As agent-based social simulation is gaining ground as a candidate of choice for building decision-support tools in the management of complex socio-environmental systems, and as the resulting models are therefore being driven to produce more realistic outcomes, the issue of integrating large data corpuses (demographical, environmental, geographical…) as an input to these models becomes more critical.
In such models, the evolution of simulations is partly being driven by social agents (which may represent individuals, households or institutions), whose behaviors are strongly determined by their attributes, connections with other agents, but also location in the artificial worlds they populate. Nowadays data becomes available (partly thanks to the Big Data and Open Data initiatives), generating synthetic populations of agents that conform to the data available on real populations becomes a necessity and a concern for most social modelers, and although several approaches have been undertaken in recent works, it constitutes a significant scientific and methodological challenge that we plan to address in this proposal.
The first challenge concerns the conceptual and operational handling of scales, both the scale at which populations need to be generated and the scales at which data is available (or not). The ratio between these two scales will determine the use of robust and innovative up-scaling and down-scaling methods. Moreover, generating millions of agents or just a few hundreds is likely to involve completely different operational methods.
The second challenge is a consequence of the previous one and requires building an adaptive tool. The necessity to couple several conceptual and operational methods has to rely on a complete understanding, description (and documentation) of their aims and means, so that users can choose the most adapted with respect to their needs, but should also be left to decide what is the most appropriate, given a scenario of generation (objectives, scales, data available, computational power available, time required, etc.).
The Gen* project aims at combining applied mathematics and computer science approaches in order to incorporate arbitrary data and to generate statistically valid populations of artificial agents. Generic methods applicable to different use cases (e.g. urban/rural populations, downscaling needs…) will be provided and implemented in R and Java in order to be integrated as open-source libraries in existing agent-based simulation platforms. This offer will of course be completed with a methodological guide and several tutorials in order for end-users to master the methods and their combinations.
Finally, a standalone, industrial-grade, application will also be developed independently from existing platforms, which will support a dedicated graphical user interface that will enable modelers to design, save and reuse workflows linking the different data sources, methods from the library and data converters (akin to what the Kepler platform offers) so as to generate artificial populations.

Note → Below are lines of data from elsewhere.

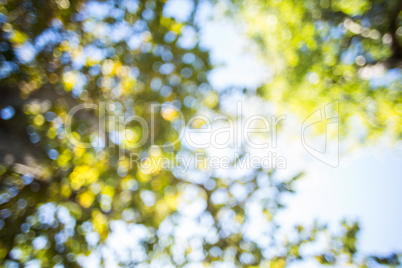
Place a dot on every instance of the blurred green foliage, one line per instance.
(321, 51)
(59, 202)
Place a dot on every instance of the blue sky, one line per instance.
(365, 186)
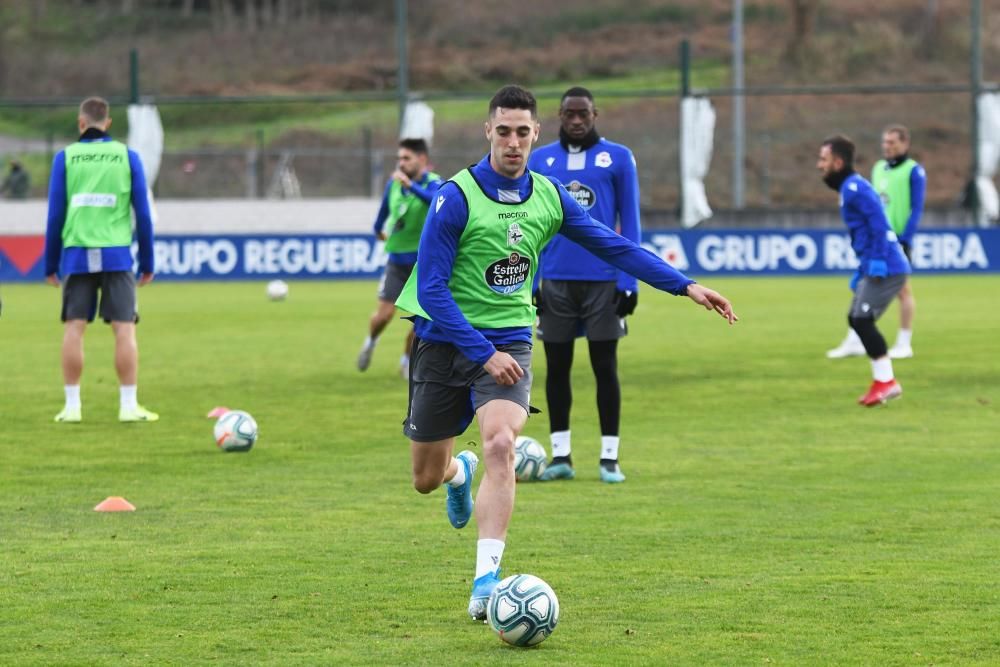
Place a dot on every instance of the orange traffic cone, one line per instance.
(114, 504)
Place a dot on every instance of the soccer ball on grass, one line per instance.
(235, 431)
(277, 290)
(530, 459)
(523, 610)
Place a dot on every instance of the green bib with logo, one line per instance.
(407, 213)
(893, 186)
(98, 195)
(497, 255)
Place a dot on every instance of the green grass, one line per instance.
(766, 519)
(223, 124)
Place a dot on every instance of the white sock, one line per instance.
(72, 395)
(127, 396)
(488, 555)
(609, 447)
(560, 443)
(882, 369)
(459, 478)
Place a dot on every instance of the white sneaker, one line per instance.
(900, 352)
(848, 348)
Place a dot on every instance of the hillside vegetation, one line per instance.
(65, 49)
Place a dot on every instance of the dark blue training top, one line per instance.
(602, 179)
(74, 260)
(446, 221)
(871, 235)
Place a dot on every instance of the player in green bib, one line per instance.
(471, 296)
(404, 207)
(901, 183)
(95, 184)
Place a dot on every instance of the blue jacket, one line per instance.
(871, 236)
(74, 260)
(603, 181)
(446, 221)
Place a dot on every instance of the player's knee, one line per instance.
(870, 336)
(498, 450)
(425, 483)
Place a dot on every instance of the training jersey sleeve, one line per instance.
(616, 250)
(918, 188)
(143, 213)
(866, 203)
(57, 214)
(383, 211)
(438, 248)
(627, 203)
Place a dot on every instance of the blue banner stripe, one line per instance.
(719, 252)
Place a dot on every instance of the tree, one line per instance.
(803, 22)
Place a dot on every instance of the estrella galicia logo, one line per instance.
(583, 195)
(514, 234)
(507, 275)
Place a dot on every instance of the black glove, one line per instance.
(625, 303)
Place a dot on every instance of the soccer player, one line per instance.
(901, 183)
(404, 207)
(883, 267)
(578, 291)
(95, 182)
(471, 293)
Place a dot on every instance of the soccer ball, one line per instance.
(523, 610)
(235, 431)
(530, 459)
(277, 290)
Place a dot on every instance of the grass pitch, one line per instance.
(767, 519)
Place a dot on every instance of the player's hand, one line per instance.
(536, 301)
(625, 302)
(504, 368)
(712, 300)
(877, 268)
(403, 179)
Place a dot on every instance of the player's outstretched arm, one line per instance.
(712, 300)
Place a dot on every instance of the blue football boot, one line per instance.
(611, 473)
(481, 589)
(557, 471)
(459, 501)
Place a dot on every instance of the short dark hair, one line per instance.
(901, 130)
(418, 146)
(514, 97)
(576, 91)
(95, 109)
(841, 147)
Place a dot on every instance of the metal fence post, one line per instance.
(133, 67)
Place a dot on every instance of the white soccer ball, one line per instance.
(530, 459)
(523, 610)
(235, 431)
(277, 290)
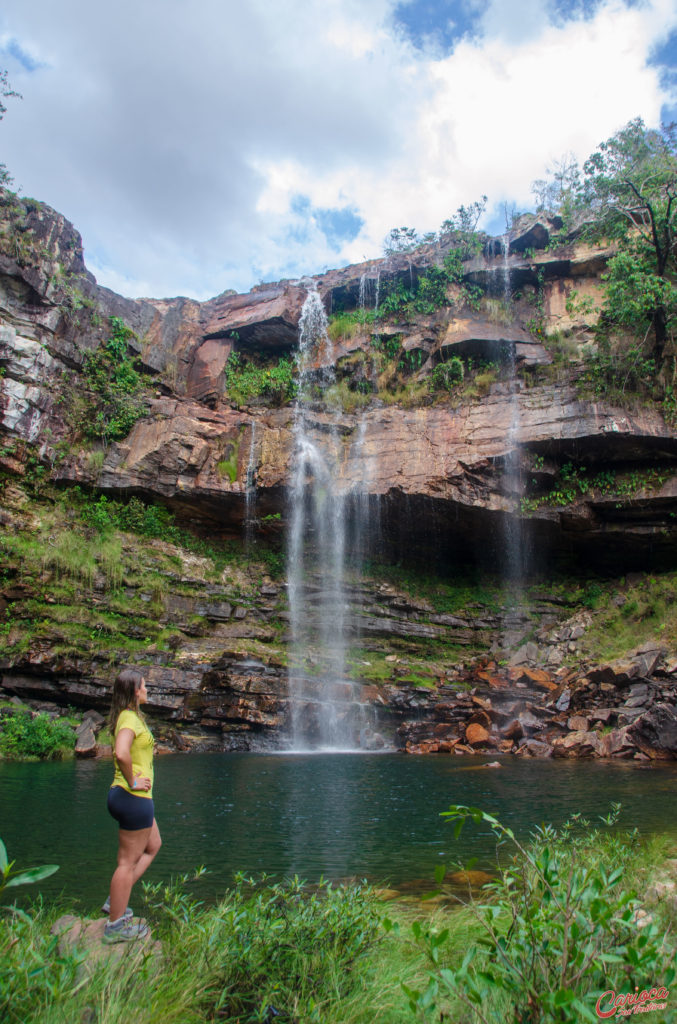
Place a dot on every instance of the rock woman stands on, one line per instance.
(130, 803)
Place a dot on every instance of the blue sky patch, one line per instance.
(442, 23)
(13, 48)
(665, 58)
(339, 225)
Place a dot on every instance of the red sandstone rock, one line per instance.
(475, 734)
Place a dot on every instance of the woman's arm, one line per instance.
(123, 753)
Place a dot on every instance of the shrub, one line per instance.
(24, 736)
(274, 951)
(447, 376)
(560, 930)
(245, 380)
(115, 385)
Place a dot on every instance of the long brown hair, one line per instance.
(125, 690)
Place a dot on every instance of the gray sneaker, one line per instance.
(124, 930)
(128, 914)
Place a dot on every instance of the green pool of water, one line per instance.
(338, 816)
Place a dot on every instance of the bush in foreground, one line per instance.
(563, 935)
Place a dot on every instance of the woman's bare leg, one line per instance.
(130, 850)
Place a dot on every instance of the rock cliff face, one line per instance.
(450, 478)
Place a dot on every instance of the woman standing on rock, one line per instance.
(130, 803)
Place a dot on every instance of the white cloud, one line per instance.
(176, 136)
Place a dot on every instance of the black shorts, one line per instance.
(131, 813)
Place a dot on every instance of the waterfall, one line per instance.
(326, 712)
(513, 559)
(250, 493)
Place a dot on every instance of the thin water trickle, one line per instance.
(512, 475)
(250, 493)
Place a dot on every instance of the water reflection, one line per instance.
(333, 815)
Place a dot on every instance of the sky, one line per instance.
(200, 145)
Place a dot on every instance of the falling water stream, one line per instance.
(326, 523)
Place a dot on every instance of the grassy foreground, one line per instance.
(560, 926)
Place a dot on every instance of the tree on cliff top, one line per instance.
(630, 184)
(628, 193)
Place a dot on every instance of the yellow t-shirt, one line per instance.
(141, 751)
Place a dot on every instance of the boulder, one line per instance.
(535, 749)
(579, 744)
(476, 734)
(654, 732)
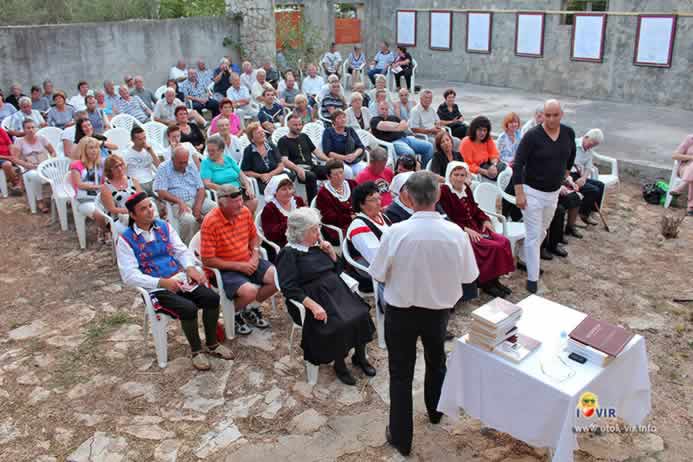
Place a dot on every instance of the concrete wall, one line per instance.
(97, 52)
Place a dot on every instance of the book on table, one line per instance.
(602, 336)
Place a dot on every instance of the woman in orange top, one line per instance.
(479, 150)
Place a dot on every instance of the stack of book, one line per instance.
(494, 329)
(598, 341)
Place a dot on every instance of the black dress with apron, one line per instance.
(313, 274)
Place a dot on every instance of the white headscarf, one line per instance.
(448, 172)
(271, 191)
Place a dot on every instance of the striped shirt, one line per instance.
(227, 239)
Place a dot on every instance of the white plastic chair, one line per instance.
(379, 317)
(53, 171)
(120, 137)
(674, 181)
(486, 195)
(125, 121)
(53, 134)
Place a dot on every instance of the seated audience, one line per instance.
(271, 113)
(86, 177)
(195, 91)
(423, 119)
(218, 169)
(261, 159)
(297, 151)
(337, 319)
(343, 143)
(28, 152)
(15, 121)
(491, 250)
(177, 181)
(141, 158)
(334, 200)
(131, 105)
(391, 129)
(357, 115)
(331, 61)
(280, 201)
(226, 106)
(444, 154)
(164, 109)
(230, 243)
(403, 66)
(589, 187)
(509, 140)
(479, 150)
(403, 106)
(378, 173)
(684, 154)
(116, 189)
(381, 62)
(450, 115)
(151, 255)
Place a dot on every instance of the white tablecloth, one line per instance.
(523, 401)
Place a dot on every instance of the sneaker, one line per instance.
(220, 351)
(241, 327)
(200, 362)
(254, 316)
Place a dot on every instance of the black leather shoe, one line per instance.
(365, 366)
(345, 376)
(388, 437)
(572, 231)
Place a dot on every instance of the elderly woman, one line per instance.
(342, 142)
(219, 168)
(491, 250)
(357, 115)
(684, 154)
(334, 200)
(116, 189)
(261, 159)
(444, 154)
(337, 319)
(226, 108)
(450, 115)
(189, 132)
(479, 151)
(61, 115)
(509, 140)
(280, 201)
(28, 152)
(303, 110)
(86, 178)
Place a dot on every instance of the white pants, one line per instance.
(537, 216)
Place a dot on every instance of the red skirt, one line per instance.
(493, 257)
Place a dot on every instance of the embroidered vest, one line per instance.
(155, 258)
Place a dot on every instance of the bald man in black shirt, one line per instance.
(544, 158)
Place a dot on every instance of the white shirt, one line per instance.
(139, 164)
(423, 262)
(423, 118)
(312, 85)
(129, 267)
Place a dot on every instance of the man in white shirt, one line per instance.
(167, 270)
(419, 299)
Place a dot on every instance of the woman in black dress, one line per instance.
(337, 319)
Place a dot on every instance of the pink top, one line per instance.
(234, 124)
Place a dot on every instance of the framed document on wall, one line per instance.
(529, 35)
(406, 28)
(440, 30)
(587, 43)
(479, 28)
(654, 40)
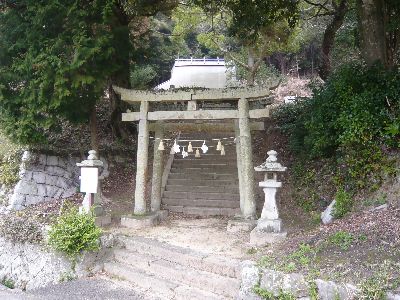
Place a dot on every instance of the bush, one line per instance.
(353, 118)
(343, 204)
(74, 233)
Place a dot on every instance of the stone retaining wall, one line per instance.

All these developments will be undertaken by the consortium of the project, which has already a solid experience in managing large-scale open-source methodological projects dedicated to agent-based simulation. They will be primarily validated on several case studies provided by the partners, sufficiently diverse to enable the design of generic methods.

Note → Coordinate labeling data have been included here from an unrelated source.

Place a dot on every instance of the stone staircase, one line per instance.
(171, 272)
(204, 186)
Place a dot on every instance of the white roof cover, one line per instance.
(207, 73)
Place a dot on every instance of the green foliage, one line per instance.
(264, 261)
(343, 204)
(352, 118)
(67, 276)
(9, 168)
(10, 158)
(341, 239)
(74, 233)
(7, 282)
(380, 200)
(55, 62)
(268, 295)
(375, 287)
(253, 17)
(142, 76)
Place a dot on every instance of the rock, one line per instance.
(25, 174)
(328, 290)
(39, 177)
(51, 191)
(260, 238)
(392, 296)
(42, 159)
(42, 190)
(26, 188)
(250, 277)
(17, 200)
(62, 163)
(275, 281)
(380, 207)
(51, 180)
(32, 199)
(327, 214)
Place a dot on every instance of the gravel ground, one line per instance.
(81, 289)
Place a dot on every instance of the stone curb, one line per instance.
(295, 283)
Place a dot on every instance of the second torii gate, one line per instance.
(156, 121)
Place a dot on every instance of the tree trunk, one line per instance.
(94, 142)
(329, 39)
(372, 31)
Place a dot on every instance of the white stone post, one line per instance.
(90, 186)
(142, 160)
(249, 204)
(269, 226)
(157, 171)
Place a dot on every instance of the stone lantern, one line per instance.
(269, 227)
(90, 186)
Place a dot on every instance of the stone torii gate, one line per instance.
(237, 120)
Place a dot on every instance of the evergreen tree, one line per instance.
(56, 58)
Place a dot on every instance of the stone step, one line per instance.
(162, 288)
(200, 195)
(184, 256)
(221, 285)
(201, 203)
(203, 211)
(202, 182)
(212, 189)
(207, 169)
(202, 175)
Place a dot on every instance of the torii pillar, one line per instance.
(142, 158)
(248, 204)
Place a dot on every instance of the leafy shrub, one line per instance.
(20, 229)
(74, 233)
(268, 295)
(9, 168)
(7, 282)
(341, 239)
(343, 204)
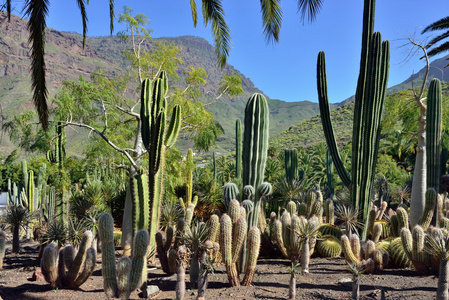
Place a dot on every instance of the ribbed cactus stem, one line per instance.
(330, 211)
(2, 247)
(305, 255)
(429, 208)
(253, 254)
(226, 249)
(109, 271)
(238, 148)
(433, 134)
(347, 250)
(277, 237)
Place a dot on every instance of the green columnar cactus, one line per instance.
(369, 101)
(413, 244)
(330, 173)
(253, 254)
(330, 211)
(190, 166)
(255, 146)
(2, 247)
(230, 192)
(71, 271)
(433, 134)
(140, 201)
(238, 148)
(291, 208)
(128, 277)
(429, 208)
(163, 248)
(328, 246)
(157, 139)
(291, 165)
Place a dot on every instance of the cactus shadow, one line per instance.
(19, 292)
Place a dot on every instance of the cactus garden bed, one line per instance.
(271, 282)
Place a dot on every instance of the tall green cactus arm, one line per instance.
(323, 100)
(173, 127)
(238, 148)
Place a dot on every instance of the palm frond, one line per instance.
(37, 11)
(309, 9)
(84, 18)
(271, 19)
(194, 12)
(213, 12)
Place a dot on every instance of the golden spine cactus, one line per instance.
(226, 249)
(66, 272)
(328, 246)
(253, 254)
(347, 250)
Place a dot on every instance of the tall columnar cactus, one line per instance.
(61, 268)
(120, 281)
(369, 101)
(255, 147)
(190, 168)
(157, 139)
(238, 148)
(433, 136)
(291, 165)
(140, 201)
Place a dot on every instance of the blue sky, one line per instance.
(286, 70)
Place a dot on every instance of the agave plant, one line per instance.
(437, 245)
(16, 217)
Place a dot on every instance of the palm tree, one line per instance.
(442, 24)
(212, 11)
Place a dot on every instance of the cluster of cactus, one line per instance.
(372, 259)
(157, 139)
(287, 232)
(63, 268)
(121, 279)
(2, 247)
(233, 231)
(413, 245)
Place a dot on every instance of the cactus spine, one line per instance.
(157, 139)
(120, 281)
(238, 148)
(369, 100)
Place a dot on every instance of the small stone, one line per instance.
(37, 275)
(346, 282)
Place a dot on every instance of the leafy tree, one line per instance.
(442, 24)
(212, 11)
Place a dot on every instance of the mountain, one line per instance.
(66, 59)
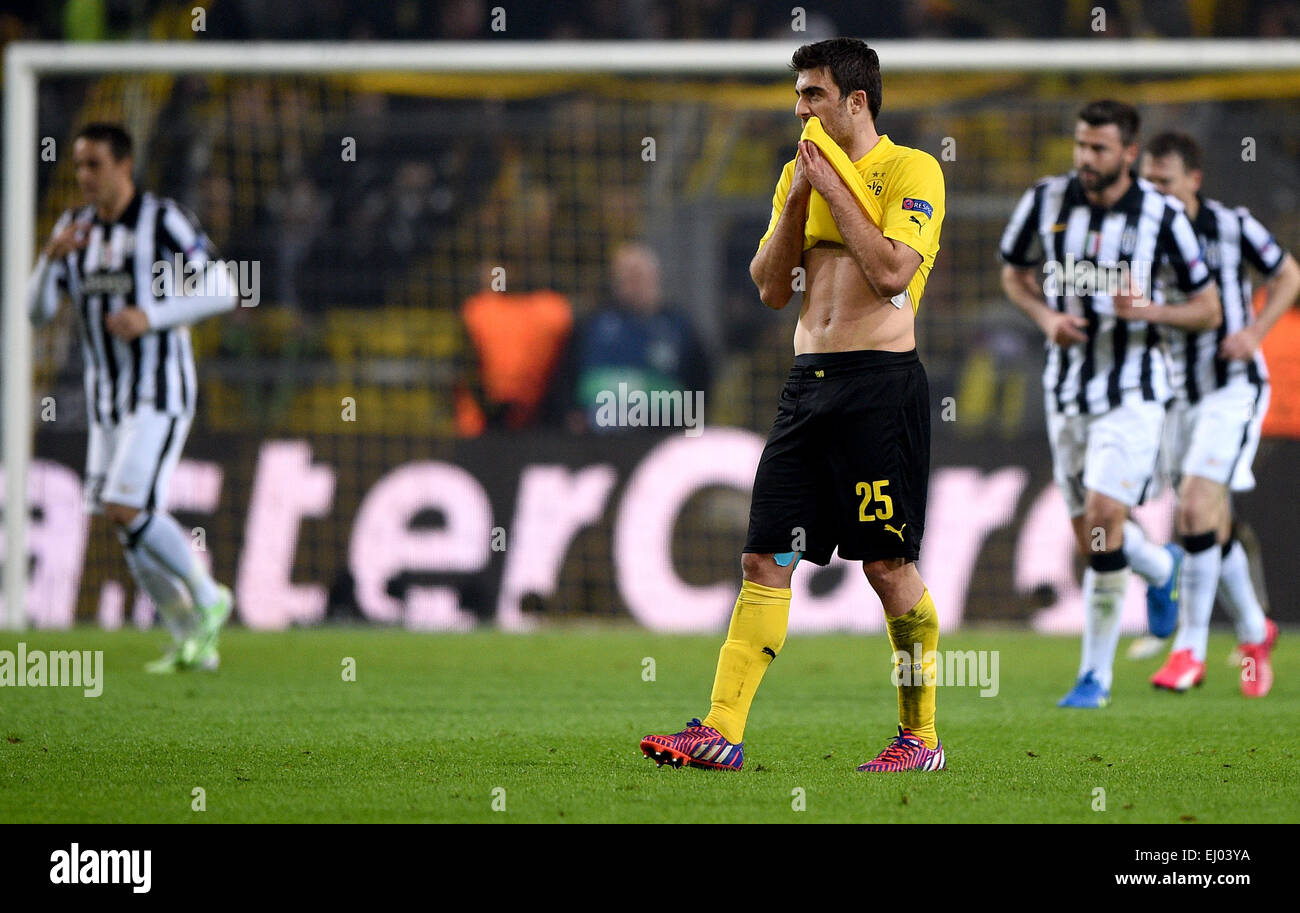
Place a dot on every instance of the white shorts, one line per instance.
(1216, 438)
(130, 463)
(1113, 453)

In addition, our goal is to build a strong community of users and developers during the 42 months of the project. Outcomes (libraries, tools, documentation) will be delivered at regular intervals under an open source license; feedback from users (and validation on their case studies) will be sought during dedicated workshops; and we will use all means of dissemination to provide incentives to the international agent-based social simulation community to adopt, develop and improve the Gen* libraries.
Monsieur Alexis DROGOUL (Unité de Modélisation Mathématique et Informatique des Systèmes Complexes)
The author of this summary is the project coordinator, who is responsible for the content of this summary. The ANR declines any responsibility as for its contents.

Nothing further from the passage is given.